Writing and Art

Sunday, March 3, 2013

Paul Thomas Anderson's "The Master"

Ever since I watched director Paul Thomas Anderson's film Magnolia several years ago, I have been a huge fan of his work.  He directed There Will Be Blood, Punch Drunk Love, and other modern classics.  Anderson is one of those rare directors like Woody Allen or Jean-Luc Goddard or Wes Anderson who somehow gets to make movies that are pure works of art.  They lack all Hollwood cliches and bullshit.  They are the work of an artist with seemingly total creative freedom.  Most popular films these days are subject to focus groups and studio pressure to reach target audiences and other things that water down the artistic power of even great directors.  And then there's Paul Thomas Anderson, who makes mind-blowing movie after mind-blowing movie and follows none of the rules.  

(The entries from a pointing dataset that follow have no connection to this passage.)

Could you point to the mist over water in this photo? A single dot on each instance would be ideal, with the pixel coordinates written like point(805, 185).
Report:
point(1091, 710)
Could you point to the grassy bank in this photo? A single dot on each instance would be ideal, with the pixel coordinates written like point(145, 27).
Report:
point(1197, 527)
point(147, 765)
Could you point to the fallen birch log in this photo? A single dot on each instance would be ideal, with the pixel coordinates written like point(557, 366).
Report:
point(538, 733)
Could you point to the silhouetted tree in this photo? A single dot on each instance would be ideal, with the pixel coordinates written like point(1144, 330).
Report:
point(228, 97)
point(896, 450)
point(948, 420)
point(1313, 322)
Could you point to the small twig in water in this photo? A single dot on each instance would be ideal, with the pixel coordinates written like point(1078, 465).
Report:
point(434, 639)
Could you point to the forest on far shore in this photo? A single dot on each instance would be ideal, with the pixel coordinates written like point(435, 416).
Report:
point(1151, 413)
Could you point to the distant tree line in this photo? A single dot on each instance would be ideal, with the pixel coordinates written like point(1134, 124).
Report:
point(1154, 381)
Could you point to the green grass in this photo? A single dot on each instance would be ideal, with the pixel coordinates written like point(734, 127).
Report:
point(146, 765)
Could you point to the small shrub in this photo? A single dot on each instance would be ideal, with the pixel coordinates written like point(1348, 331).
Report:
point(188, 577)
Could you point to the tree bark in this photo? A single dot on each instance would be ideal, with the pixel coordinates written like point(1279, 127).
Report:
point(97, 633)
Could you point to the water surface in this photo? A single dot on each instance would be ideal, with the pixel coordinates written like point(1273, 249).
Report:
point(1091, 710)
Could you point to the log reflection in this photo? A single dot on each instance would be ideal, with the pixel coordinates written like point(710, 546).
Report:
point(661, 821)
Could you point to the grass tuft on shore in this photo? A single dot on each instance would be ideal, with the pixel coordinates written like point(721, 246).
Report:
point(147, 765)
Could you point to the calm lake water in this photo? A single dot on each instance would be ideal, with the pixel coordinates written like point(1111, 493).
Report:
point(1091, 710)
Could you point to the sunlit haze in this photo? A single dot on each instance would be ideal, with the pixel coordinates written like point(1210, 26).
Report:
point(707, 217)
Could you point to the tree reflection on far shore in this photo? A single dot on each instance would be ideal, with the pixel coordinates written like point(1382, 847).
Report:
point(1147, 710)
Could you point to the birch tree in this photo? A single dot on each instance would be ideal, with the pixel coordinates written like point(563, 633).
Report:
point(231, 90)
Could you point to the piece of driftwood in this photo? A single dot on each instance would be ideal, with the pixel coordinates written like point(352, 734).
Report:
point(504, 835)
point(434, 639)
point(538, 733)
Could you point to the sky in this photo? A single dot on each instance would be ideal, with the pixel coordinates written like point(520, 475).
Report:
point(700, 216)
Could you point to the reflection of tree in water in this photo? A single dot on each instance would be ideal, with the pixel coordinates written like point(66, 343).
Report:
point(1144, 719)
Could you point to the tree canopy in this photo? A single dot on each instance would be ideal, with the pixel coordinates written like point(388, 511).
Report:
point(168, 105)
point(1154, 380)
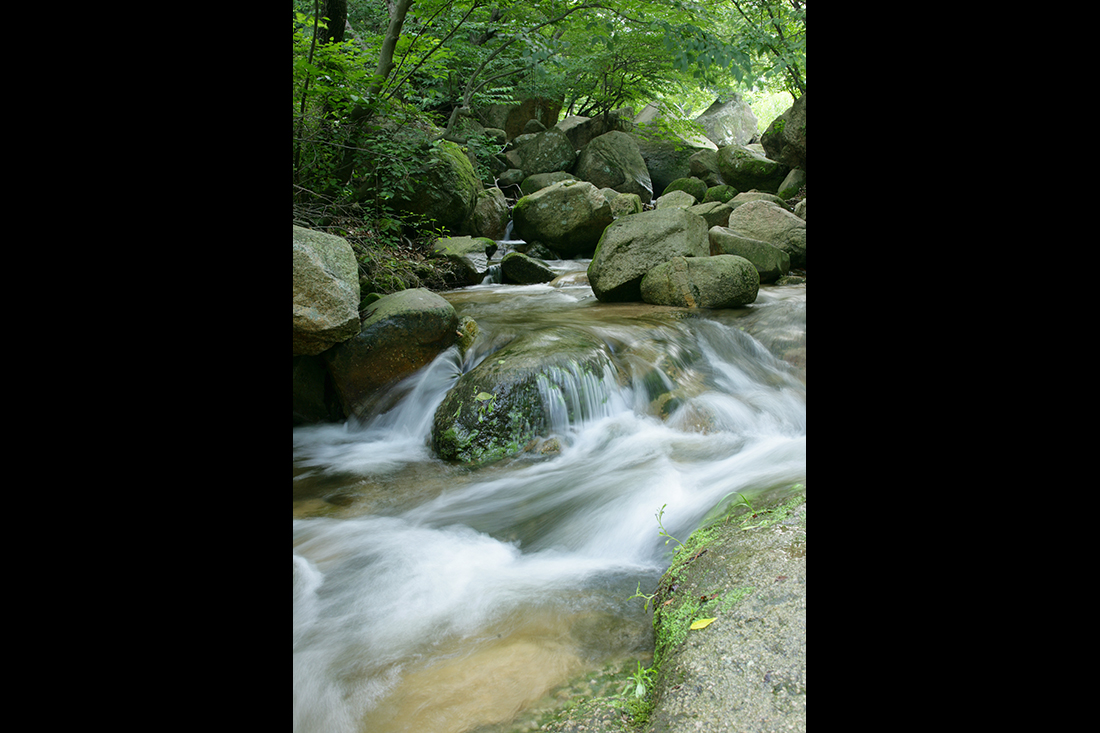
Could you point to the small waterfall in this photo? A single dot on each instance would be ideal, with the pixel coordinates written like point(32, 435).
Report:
point(419, 584)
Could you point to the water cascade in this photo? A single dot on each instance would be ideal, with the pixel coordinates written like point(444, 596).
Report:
point(435, 598)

Tonight I finally got around to watching Anderson's latest film, The Master, starring Joaquin Phoenix, Philip Seymour Hoffman, and Amy Adams.  I'd seen the buzz leading up to the film.  The trailer was cryptic and intriguing, showing Phoenix bursting into fits of rage, and Hoffman looking and sounding a lot like Scientology founder L. Ron Hubbard.  The film clearly draws from the weird secrecy and charlatanism of scientology.  Ultimately, it's a careful study in trauma and manipulation.  It's definitely not a "feel good" movie, but it's certainly thought-provoking and packs a punch.

The movie is set shortly after World War II.  Phoenix plays a returning sailor named Freddie Quell, who has clearly been traumatized by his war-time experiences.  He can't seem to hold down a job due to his heavy drinking and random bursts of rage.  In the late 40s and early 50s, I don't think post-traumatic stress disorder was widely understood or accepted.  There was still the old school image of masculinity that did not allow for vulnerability and emotional pain.  Quell finds himself alone and drifting, still carrying the wounds of war.  

One night, Freddie drunkenly stumbles onto a boat that is carrying a group of people led by a man everyone calls "The Master."  Instead of shunning Freddie, Lancaster Dodd, aka The Master (played by Philip Seymour Hoffman) accepts him and tries experimental treatments on him, called "processing."  Because of his brokenness, Freddie is wide open to suggestion and manipulation, and Dodd is a master manipulator.  He is charismatic and well-spoken and presents his half-baked philosophies with such certainty and conviction that people like Freddie listen, thinking that this man has the answers to make sense of their bewildering lives.  

Thus unfolds a kind of tragedy as Freddie is taken in by Dodd and his group which, for all its promises of healing and self-tranformation, is actually totally dysfunctional.  There is no pleasant resolution.  There is no healing.  The film takes the idea of a Master, of a spiritual leader, and deconstructs it.  Ultimately, Freddie is left right where he started.  I don't think the film is meant to be nihilistic or despairing.  Rather, I think it is meant to prompt us to look carefully at the systems we follow, to question them, and to not blindly accept simple answers to the complex and painful problems of our lives.